Now, of course, I notice special-needs children everywhere. And I notice their parents. Most of them, like me, went to regular classes with regular kids and never expected their child to be any different.
I know too well today that behind every special-needs child is a worried parent. We want the same thing for our kids as anyone else: To make friends, to learn, to grow, to love and to one day become independent. Unlike parents of typical kids, though, we’re less sure it’ll all work out.
I never thought about the parents of those special-ed kids back then. I never considered the worry, the grief, the hardship and precarious nature of hope.
Had I known, I might have tried to befriend some of those children. I certainly would have gone to the birthday party for the girl with Down Syndrome. We talked sometimes at the bus stop, and she had invited me personally. I said I already had plans and couldn’t go, but in reality I just felt uncomfortable.

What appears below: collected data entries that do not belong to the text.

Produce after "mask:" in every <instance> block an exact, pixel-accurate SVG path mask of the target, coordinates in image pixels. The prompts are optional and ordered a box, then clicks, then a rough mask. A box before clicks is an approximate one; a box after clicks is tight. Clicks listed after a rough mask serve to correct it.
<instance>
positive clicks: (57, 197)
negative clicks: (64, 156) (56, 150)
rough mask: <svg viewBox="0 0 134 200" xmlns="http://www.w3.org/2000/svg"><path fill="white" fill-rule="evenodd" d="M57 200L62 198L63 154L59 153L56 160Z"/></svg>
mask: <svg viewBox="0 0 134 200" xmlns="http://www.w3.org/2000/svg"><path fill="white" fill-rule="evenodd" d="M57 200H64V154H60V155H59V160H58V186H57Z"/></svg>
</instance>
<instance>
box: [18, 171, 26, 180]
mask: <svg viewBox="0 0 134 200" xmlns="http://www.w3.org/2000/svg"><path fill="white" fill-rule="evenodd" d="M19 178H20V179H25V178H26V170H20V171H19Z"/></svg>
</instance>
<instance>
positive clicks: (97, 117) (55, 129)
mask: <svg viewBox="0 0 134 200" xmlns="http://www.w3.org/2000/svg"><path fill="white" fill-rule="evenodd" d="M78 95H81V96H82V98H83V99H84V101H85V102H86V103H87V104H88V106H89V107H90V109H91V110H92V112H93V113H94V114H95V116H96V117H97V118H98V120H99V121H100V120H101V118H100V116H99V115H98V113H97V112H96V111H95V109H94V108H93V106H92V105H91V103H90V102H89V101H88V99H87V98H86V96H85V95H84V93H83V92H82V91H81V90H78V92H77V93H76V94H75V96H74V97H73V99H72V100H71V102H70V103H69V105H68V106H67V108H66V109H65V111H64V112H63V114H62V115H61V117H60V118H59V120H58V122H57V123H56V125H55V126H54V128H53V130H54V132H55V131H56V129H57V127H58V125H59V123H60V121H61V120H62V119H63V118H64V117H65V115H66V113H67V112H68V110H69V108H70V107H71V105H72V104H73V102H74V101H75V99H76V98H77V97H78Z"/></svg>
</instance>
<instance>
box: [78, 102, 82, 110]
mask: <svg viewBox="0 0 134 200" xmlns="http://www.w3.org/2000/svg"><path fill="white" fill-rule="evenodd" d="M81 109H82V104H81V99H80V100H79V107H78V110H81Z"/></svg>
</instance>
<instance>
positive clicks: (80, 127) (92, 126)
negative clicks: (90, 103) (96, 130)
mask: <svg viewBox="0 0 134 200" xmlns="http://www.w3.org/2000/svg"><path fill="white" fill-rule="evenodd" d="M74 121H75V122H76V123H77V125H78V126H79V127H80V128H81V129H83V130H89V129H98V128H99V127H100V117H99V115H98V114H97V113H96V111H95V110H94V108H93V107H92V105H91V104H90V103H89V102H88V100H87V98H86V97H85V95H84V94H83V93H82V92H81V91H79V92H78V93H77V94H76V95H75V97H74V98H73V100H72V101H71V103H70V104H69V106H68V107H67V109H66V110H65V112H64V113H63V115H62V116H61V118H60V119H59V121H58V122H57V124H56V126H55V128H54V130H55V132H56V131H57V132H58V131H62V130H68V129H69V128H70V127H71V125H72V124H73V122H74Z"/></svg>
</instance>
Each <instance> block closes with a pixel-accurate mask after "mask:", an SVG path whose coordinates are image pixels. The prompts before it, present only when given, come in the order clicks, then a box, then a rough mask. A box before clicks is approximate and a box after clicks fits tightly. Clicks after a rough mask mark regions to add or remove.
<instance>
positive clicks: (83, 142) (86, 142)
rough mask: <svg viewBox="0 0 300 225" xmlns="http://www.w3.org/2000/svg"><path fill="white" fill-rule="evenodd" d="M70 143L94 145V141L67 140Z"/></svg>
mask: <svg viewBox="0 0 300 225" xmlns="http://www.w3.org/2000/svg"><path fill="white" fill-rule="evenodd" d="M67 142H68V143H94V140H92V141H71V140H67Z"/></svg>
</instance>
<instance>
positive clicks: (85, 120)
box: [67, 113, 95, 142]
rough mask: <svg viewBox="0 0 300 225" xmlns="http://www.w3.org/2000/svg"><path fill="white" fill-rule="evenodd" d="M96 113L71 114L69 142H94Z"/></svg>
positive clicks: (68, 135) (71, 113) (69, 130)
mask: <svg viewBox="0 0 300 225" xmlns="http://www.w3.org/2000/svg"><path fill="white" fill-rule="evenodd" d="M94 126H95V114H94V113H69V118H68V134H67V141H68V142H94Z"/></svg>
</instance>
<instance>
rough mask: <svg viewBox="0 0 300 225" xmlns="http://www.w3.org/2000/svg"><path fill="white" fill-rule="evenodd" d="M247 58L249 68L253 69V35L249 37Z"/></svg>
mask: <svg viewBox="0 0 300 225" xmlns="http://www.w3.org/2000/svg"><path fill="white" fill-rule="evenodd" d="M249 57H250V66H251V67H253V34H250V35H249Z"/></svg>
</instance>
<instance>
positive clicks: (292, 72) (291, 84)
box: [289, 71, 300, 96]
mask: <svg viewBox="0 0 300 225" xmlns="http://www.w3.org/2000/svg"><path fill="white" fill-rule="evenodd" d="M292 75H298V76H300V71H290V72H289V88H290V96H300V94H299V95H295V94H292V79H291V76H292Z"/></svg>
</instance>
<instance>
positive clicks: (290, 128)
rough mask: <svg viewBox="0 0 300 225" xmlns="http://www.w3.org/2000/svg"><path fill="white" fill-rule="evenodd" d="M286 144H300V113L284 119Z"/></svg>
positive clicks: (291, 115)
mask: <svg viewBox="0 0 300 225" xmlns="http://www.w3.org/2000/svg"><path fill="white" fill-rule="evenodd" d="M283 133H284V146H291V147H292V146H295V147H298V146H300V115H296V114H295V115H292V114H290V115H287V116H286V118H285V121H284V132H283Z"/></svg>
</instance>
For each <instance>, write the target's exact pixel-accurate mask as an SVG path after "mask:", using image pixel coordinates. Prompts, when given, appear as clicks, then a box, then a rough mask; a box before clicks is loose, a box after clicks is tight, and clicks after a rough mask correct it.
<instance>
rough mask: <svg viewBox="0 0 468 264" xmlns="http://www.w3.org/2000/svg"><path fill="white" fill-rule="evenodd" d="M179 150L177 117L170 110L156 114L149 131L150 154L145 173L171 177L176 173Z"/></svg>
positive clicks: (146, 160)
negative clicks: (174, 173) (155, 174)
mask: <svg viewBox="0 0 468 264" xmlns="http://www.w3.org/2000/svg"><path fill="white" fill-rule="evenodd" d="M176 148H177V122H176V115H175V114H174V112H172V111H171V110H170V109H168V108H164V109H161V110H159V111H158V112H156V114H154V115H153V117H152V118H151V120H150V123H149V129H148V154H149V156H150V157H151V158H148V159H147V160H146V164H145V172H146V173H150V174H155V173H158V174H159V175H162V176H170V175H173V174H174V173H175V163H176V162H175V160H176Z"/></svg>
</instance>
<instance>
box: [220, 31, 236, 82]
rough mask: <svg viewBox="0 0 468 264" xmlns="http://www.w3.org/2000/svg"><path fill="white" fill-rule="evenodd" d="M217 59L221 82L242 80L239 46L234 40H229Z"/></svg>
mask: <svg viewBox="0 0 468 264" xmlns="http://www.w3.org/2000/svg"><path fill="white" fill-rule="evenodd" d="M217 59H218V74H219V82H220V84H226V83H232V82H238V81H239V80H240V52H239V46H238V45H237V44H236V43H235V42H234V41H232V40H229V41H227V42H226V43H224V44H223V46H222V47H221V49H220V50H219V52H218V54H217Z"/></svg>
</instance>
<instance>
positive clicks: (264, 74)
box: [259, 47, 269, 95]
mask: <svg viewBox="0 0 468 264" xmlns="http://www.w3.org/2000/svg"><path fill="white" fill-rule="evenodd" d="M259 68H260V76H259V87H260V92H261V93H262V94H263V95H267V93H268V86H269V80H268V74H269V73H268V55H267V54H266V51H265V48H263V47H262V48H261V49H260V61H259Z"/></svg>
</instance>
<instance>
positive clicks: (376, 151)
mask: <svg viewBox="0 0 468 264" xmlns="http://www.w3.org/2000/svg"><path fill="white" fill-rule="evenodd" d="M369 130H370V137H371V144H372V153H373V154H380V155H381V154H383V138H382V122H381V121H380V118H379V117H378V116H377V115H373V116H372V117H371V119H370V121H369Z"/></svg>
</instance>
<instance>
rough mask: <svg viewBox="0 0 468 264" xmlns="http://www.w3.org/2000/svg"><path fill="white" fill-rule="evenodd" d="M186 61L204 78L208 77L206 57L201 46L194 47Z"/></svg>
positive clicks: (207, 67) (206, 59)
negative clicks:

It was shallow and inconsiderate; I thought mostly of myself back then. Children can be cruel that way. They were in the 1980s as they surely are today. So it’s with trepidation that I watch my own son navigate the playground and hallways at school.
Will his peers shun his birthday parties? Will they tease him for his autistic tendencies? Will they whisper about him behind his back?
I’m sure it will happen. Even the typical kids get shunned, teased and taunted at times. I just dread the day I witness it for myself.
In the meantime, I’m doing everything possible to give my child and those like him the best tools for success. I’m helping start a new nonprofit educational center for children with autism and developmental disabilities – Autism Center of Tupelo.
And we’re holding our first fundraiser Dec. 12 at the BancorpSouth Conference Center. It’s a party with a live band, cocktails, hors d’eouvres and a silent auction. Tickets are $50 and can be purchased at the Daily Journal.
Our dream is to educate children, empower their parents and one day train typical kids how to best befriend their special peers. Maybe we can change the world, one child at a time.